Now this, in my perspective, is what the need for a binary infix function application operator (|>
) stems from. Not to solve code linearization within the greater JavaScript ecosystem (which has other solutions, such as fluent method chaining), but specifically to address the code linearization problem within the growing functional programming in JavaScript "niche".

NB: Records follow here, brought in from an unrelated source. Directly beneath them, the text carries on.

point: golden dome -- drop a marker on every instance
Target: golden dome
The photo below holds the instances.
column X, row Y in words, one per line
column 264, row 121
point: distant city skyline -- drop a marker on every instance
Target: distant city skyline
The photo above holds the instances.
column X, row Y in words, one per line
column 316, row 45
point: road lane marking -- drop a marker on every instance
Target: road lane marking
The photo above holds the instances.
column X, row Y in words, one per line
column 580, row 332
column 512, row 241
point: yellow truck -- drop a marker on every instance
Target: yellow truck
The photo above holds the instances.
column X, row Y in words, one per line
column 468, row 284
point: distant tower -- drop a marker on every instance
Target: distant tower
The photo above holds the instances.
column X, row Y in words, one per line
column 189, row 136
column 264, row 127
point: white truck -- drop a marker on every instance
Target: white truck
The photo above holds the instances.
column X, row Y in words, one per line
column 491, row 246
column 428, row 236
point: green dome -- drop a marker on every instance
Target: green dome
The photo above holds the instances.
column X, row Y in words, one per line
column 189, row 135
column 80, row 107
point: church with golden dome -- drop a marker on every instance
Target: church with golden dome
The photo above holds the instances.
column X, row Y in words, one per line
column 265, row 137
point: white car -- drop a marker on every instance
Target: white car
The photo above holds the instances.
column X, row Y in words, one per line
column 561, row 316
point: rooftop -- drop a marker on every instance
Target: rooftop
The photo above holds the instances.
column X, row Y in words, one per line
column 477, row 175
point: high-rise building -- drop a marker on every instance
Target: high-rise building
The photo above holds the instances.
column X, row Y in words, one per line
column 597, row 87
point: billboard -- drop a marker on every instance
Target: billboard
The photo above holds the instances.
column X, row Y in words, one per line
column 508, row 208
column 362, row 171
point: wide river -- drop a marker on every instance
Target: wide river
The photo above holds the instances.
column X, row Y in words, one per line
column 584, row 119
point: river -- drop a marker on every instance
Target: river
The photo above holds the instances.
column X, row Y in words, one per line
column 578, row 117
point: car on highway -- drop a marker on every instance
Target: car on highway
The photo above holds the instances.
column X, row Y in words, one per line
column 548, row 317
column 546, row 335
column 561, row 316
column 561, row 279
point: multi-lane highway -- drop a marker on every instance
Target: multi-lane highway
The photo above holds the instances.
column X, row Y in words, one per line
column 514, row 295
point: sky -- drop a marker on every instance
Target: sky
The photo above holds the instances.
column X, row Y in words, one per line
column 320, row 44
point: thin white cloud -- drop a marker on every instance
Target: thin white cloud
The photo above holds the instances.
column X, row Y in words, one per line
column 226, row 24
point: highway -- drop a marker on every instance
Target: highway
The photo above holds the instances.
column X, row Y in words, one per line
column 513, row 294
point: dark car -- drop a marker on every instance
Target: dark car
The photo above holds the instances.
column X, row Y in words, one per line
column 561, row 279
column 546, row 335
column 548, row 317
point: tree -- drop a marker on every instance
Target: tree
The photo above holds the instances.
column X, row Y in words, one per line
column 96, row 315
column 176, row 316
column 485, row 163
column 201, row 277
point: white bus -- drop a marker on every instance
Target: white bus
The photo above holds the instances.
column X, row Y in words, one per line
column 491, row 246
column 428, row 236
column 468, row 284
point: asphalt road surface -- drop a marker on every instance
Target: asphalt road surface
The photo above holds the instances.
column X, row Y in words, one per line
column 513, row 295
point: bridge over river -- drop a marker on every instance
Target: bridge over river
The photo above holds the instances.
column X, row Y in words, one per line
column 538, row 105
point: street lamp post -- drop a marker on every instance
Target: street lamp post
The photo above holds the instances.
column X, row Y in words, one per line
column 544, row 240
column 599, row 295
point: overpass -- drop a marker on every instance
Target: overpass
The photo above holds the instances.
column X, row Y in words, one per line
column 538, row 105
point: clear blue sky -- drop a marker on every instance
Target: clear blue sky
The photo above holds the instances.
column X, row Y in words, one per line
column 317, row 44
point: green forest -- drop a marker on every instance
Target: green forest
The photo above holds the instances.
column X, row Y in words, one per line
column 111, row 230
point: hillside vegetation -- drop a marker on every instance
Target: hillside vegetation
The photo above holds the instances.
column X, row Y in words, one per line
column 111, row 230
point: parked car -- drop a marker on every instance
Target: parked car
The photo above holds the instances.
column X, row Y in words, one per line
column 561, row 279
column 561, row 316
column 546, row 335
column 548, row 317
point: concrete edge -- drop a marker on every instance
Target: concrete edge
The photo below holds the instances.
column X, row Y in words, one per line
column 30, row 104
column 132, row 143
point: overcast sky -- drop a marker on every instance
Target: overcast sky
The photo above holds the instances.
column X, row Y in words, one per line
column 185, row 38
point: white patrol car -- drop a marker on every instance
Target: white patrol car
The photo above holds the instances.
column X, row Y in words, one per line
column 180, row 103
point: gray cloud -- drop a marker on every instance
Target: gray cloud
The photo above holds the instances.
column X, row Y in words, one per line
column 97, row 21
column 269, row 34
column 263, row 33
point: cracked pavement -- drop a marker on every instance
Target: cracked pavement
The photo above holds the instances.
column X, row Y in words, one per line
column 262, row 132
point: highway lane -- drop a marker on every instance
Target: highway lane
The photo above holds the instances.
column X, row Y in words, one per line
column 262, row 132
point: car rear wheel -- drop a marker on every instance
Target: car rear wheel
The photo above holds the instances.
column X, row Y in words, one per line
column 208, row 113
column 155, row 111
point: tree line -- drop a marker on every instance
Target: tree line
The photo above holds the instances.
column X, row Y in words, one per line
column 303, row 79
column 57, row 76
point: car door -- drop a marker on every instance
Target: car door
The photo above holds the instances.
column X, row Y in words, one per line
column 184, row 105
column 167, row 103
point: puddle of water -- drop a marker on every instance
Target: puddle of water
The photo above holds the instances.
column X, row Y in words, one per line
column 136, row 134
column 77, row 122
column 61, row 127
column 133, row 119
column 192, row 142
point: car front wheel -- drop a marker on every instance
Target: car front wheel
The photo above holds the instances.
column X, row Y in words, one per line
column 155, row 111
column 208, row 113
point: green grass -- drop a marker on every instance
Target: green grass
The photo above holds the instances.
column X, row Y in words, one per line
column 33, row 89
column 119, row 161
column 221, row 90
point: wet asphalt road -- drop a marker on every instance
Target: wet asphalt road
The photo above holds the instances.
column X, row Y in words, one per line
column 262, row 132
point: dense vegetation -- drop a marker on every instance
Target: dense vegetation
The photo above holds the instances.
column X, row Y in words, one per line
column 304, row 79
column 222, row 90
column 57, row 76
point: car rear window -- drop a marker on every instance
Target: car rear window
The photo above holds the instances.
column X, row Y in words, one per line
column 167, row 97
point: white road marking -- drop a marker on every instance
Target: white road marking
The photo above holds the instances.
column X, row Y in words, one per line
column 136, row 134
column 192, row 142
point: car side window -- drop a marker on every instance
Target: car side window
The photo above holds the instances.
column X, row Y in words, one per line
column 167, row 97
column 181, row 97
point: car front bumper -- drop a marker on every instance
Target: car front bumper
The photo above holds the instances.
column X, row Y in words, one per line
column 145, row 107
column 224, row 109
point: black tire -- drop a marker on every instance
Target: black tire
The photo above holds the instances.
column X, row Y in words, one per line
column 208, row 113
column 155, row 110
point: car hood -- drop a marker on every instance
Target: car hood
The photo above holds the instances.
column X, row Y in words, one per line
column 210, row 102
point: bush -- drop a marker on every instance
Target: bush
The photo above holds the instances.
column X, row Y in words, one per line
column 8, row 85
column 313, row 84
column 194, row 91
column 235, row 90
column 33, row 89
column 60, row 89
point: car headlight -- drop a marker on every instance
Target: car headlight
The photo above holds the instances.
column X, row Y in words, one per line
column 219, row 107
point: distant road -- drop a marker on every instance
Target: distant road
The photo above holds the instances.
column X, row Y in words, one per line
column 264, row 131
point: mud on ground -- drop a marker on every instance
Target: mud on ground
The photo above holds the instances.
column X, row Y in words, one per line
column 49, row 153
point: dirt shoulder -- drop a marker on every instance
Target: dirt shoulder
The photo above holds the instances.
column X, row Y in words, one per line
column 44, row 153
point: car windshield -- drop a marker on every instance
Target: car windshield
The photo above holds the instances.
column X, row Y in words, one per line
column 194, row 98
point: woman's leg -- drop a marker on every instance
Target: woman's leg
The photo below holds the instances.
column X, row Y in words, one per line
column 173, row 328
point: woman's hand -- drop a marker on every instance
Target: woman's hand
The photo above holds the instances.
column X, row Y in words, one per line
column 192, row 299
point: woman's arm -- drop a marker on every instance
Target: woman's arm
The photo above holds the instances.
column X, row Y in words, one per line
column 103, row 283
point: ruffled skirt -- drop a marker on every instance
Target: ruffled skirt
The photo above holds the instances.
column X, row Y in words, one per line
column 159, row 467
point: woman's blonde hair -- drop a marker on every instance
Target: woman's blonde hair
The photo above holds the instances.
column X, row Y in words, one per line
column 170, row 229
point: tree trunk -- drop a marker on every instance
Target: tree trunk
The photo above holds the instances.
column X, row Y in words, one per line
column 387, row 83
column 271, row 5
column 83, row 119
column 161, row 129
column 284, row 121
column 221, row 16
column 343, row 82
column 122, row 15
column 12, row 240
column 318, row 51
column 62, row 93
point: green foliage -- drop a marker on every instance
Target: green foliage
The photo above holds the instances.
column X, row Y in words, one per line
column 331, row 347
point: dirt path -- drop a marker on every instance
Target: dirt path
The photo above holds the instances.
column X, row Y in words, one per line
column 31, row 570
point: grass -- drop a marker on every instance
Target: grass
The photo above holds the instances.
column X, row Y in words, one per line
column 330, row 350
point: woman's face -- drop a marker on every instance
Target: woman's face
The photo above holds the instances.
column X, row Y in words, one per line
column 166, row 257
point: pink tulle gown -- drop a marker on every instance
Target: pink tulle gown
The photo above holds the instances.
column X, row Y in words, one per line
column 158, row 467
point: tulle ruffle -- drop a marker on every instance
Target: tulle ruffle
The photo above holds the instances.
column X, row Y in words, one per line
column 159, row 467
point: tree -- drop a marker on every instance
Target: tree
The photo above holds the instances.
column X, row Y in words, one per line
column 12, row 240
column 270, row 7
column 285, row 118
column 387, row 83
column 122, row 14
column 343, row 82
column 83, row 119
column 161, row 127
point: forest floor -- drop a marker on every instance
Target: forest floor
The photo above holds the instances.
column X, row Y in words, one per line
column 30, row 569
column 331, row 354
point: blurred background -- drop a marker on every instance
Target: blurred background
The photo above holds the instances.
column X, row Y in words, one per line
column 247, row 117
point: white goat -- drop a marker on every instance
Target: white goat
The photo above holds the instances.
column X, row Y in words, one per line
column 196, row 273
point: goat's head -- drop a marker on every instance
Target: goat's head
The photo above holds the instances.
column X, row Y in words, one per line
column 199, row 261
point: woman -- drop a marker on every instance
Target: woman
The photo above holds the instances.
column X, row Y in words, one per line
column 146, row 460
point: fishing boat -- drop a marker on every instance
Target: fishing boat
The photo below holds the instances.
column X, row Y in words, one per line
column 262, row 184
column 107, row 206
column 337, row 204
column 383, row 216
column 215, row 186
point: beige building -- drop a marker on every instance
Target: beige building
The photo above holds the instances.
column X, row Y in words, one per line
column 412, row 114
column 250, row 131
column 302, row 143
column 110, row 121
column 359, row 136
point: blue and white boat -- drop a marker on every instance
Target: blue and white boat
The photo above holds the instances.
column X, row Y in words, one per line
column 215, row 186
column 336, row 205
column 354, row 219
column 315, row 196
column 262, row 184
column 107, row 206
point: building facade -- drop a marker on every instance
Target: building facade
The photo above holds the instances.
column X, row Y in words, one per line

This means that arguments made from the position that "thanks to the Hack pipeline operator, functional programmers can now finally give up on the inconvenience of using unary functions" completely miss the point. Unary functions are not an inconvenience we deal with for linear code, but rather are at the core of the functional paradigm. With that in mind, I hope you can see that the idea that Hack doesn't make people choose a calling style, where F# does, is also wrong:
- It's true that the F# variant puts non- functional programmers in a position where they have to choose between ergonomic code linearization through tacit style, or an idiomatic data-first non curried API (if we ignore fluent chaining as an option); however:
- The Hack variant puts functional programmers in same position for making the opposite choice between ergonomic code linearization through argument first style, or an idiomatic (as I've tried to show) curried API.
A small note on the topic of this thread: I am aware of good arguments against implementing a feature in JavaScript that accommodates a code style used only within a specific niche. We don't need to go into that here as it has been discussed in many other threads. I specifically wanted to address a common line of reasoning that I've seen used across the forum which I believe to be false, and haven't seen properly addressed. I'm looking forward to either change the perspective of those using this line of reasoning, or to be corrected myself.